I’m a little embarrassed to say that after seven years of living in Washington DC, Monday night was the first time I’d ever visited the Corcoran. Perhaps subconsciously I was waiting for just the right event to make my inaugural visit; Monday night was certainly that night as the Corcoran Gallery presented graphic designer Stefan Sagmeister on the topic of Design and Happiness.
Stefan Sagmeister has worked with clients including the Rolling Stones, HBO, AIGA, and the Guggenheim Museum; to say he is a design idol is an understatement. And while Monday’s lecture touched on some of the amazing work he has produced for his clients (this is by far my favorite piece from his CD cover work), his lecture focused on finding happiness in your career. (We like happy clients.)
First, a bit of background. Sagmeister founded his studio in 1993, with desire to focus on the music industry.
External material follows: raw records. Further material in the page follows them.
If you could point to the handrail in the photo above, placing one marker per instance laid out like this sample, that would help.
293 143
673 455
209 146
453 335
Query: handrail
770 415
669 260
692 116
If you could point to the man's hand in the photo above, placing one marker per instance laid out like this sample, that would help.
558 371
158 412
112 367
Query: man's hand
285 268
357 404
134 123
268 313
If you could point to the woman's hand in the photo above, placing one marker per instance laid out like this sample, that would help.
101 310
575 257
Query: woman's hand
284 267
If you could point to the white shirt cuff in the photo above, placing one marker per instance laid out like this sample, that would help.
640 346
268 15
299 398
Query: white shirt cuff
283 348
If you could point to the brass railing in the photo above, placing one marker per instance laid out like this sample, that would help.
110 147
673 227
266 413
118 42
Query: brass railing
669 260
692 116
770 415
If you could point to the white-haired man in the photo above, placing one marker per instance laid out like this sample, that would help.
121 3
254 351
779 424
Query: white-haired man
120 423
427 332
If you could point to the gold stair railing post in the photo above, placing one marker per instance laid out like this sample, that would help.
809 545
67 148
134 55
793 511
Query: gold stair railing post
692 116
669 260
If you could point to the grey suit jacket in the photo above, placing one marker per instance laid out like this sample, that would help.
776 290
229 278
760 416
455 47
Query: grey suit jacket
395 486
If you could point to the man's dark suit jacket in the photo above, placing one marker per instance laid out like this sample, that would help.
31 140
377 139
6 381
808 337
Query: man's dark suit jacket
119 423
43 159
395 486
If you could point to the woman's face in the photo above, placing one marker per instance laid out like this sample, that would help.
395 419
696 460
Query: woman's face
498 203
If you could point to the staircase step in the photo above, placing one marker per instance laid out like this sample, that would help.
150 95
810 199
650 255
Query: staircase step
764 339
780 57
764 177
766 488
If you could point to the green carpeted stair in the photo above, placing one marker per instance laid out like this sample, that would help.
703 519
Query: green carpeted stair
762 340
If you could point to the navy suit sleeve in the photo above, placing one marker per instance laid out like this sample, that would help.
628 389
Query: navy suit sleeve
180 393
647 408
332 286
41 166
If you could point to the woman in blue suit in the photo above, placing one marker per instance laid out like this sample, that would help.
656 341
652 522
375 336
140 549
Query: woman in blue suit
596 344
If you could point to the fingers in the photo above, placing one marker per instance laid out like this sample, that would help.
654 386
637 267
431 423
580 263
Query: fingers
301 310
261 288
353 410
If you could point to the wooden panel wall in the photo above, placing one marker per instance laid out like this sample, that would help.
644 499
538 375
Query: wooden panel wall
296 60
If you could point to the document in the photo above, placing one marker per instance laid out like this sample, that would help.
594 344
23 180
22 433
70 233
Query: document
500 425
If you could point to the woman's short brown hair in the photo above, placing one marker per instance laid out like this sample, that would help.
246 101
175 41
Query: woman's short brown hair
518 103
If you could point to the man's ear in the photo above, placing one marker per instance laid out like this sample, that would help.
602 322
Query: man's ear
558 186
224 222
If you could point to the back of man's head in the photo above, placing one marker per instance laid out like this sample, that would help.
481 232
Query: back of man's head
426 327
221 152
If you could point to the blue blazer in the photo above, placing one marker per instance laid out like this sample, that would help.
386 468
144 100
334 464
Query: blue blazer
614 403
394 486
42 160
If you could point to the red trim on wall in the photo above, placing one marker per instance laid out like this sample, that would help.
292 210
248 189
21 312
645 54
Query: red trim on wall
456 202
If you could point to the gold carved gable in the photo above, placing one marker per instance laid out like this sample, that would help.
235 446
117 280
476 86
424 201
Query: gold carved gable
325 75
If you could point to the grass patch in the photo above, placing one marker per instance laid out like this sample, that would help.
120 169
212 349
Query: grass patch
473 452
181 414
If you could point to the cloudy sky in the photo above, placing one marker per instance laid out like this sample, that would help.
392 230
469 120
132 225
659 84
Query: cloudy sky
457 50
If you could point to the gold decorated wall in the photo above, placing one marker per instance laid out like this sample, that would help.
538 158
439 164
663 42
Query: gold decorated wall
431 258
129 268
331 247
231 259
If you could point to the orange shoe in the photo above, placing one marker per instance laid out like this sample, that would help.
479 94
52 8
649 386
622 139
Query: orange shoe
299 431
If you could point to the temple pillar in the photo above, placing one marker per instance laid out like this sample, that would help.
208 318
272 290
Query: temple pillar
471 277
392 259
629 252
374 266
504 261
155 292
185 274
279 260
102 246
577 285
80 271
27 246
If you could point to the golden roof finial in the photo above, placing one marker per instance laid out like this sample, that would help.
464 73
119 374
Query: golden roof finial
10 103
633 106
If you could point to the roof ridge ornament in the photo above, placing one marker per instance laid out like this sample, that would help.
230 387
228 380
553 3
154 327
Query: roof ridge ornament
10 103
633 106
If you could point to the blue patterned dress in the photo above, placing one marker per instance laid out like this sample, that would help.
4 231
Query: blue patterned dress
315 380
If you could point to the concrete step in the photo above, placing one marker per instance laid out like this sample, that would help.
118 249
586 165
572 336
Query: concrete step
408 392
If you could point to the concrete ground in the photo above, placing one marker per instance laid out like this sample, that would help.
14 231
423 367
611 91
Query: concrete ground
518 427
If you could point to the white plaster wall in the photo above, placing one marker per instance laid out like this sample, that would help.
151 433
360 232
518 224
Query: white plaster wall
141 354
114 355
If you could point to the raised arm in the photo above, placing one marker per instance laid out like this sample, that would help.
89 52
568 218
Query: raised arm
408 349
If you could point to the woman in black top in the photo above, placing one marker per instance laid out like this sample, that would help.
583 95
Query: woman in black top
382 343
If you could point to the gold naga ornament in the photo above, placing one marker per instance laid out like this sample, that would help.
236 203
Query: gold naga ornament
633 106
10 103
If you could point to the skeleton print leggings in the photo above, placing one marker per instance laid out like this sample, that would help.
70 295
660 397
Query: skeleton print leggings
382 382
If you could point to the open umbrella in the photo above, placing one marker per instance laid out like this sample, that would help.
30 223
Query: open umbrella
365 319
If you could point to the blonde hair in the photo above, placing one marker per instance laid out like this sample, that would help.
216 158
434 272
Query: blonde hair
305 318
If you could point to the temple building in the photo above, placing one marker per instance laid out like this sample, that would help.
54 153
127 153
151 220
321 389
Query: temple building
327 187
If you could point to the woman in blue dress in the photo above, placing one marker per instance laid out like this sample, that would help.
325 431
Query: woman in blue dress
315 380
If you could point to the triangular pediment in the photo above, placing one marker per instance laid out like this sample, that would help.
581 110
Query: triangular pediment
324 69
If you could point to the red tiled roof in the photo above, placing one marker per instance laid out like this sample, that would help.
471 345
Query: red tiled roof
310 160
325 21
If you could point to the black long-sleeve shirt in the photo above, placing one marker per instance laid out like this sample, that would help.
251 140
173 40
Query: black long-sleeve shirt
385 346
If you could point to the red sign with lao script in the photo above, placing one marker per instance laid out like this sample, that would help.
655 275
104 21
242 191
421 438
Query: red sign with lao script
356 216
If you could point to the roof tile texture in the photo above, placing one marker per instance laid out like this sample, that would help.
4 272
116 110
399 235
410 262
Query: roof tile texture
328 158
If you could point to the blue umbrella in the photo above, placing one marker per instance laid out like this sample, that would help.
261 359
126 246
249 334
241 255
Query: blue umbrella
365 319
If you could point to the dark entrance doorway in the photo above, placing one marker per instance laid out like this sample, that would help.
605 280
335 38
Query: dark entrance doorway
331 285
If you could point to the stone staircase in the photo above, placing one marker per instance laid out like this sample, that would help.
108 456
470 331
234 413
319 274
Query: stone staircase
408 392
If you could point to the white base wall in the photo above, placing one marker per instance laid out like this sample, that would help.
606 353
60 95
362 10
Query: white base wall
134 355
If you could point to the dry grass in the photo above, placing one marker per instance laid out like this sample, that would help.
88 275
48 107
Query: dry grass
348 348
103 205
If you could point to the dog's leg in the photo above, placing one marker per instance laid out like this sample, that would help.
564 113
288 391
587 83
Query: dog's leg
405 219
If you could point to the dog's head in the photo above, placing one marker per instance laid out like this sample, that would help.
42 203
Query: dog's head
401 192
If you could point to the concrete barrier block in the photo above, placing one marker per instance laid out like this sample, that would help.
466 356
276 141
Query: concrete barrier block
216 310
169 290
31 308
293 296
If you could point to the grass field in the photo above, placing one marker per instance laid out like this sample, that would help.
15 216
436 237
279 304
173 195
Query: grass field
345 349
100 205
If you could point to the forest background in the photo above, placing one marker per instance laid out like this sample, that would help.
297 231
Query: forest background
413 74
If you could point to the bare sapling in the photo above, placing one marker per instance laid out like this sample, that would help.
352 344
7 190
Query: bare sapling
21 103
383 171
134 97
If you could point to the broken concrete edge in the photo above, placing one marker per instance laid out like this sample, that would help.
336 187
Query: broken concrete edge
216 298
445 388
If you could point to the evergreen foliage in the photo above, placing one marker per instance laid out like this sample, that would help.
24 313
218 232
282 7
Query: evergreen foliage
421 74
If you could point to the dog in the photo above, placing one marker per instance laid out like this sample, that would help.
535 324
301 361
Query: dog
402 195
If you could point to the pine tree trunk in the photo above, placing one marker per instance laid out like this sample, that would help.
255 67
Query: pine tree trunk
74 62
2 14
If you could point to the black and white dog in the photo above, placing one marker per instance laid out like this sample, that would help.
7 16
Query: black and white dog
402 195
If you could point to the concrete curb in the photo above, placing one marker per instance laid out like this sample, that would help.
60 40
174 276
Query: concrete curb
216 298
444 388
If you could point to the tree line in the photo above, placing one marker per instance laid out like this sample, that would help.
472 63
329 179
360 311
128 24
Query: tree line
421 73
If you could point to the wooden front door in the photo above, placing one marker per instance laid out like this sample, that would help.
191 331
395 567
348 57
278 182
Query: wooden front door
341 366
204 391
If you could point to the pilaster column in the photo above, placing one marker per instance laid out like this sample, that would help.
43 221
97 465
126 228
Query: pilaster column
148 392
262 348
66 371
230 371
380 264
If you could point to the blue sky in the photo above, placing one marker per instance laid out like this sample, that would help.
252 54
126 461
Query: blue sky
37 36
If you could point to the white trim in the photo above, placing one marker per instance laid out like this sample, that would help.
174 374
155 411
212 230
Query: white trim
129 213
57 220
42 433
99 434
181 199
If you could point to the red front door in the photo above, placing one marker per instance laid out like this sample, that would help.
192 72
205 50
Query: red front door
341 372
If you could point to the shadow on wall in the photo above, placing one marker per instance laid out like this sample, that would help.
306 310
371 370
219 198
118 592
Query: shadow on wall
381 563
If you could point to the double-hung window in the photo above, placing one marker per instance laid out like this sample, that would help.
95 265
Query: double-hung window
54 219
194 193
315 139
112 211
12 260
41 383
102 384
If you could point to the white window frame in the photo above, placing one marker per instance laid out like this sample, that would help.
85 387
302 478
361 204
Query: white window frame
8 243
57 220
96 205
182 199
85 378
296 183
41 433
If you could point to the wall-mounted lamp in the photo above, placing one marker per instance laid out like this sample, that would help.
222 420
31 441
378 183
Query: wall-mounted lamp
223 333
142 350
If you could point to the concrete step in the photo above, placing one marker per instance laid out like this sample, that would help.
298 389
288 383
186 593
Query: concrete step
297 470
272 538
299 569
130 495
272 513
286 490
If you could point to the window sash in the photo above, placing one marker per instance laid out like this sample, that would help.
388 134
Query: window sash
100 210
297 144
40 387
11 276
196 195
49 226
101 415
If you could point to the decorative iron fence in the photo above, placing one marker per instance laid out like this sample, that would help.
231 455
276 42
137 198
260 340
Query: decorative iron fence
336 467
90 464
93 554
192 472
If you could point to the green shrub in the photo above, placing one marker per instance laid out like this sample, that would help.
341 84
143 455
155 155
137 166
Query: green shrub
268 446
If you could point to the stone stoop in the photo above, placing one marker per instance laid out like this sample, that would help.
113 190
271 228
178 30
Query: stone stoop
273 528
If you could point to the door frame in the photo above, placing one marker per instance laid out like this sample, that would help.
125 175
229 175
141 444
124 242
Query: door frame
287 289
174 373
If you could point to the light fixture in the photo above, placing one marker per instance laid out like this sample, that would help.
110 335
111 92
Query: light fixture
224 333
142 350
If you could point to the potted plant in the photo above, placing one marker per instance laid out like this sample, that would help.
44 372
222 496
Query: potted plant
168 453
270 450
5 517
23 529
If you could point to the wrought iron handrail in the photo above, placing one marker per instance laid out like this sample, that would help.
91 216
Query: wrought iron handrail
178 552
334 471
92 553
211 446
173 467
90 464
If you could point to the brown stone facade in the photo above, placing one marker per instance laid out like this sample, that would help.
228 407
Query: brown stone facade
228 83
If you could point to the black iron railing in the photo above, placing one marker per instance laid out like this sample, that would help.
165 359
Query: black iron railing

After working with clients such as David Byrne, Aerosmith, Lou Reed, and the Talking Heads, Sagmeister realized that he was doing work he liked, with clients he liked, and he was bored. So, Sagmeister did what every logical designer would do: He closed his studio. (!) In fact, Sagmeister, Inc. closes its doors for one year every seven years. If you happen to call or visit their Website in this time, be prepared to see the following greeting:
“Hello. You have reached Sagmeister, Inc. We are conducting a full year of experiments and will be back September 1, 2009. Please call us then.”
Surprisingly, the justification behind this plan is quite logical. Traditionally, age 0-25 is considered the “learning” years, 25-65, the “working” years, and 65-80, the “retiring” years. By readjusting this schedule to “retiring” at age 70, Sagmeister has five extra years of “retiring” to intersperse throughout the “working” years. Or, roughly, one year every seven years. Genius, right?
So what does one do with a year off? Besides “practice for retirement,” as Sagmeister puts it, he reads (especially psychology), designs, and plays. A lot. One study that Sagmeister spoke about is the “Giggle Twins” — two twins who had lived such parallel lives (including marriages, miscarriages and eventually, children at the same age) that when they were separately asked to write the first sentence that comes to mind, they not only wrote the exact same sentence, but you they made the exact same spelling error in the exact same space. Oh, and these nearly identical twins were separated at birth.
When Sagmeister is not studying the works of great psychologists, he’s making lists, and it is these lists that lead Sagmeister to realize his personal correlation between design and happiness. To start, he made a list of every moment that made him happy and then divided it into categories. In more than half of these happy moments, design played a major role. His list ranged from everything from a motorcycle ride through mountains to a Stones meeting in New Jersey. Sagmeister was able to find design in almost all of the moments that made him happy.
Like any good designer, Sagmeister also looks beyond his own work and life to find happiness in design. Three specific examples of design that made Sagmeister happy:
- James Turrell’s “Skyscape” exhibit — Turrell creates a transparent ceiling above a seating area that essentially creates a frame for the sky directly above the viewer. Sagmeister’s reaction to the exhibit: “I’ve never seen the sky the same way since.”
- Ji Lee’s “Bubble Project” — Lee placed blank adhesive speech bubbles on corporate advertising throughout New York City. As viewers filled in these speech bubbles, Lee would go back and photograph the results to document the dialogue between the corporations and the public.
- Anish Kapoor’s “The Bean” — The now famous Cloud Gate, or Bean sculpture in Chicago’s Millennium Park, was inspired by liquid mercury and allows the viewer to distort the reflect skyline as they walk around and through the sculpture.
So how can the average person find happiness? Sagmeister suggests we start by “doing more of the things we like to do, and fewer of the things you don’t like.” Here are eight of Sagmeister’s ideas to get you started:
- Thinking about ideas and content freely — and with deadlines far away.
- Working without interruption on a single project.
- Using a wide variety of tools and techniques. (ie. Get off the computer!)
- Traveling to new places.
- Working on projects that matter to you.
- Having things come back from the printer done well.
- Getting feedback from the people who see your work.
- Designing a project that feels partly brand new and partly familiar.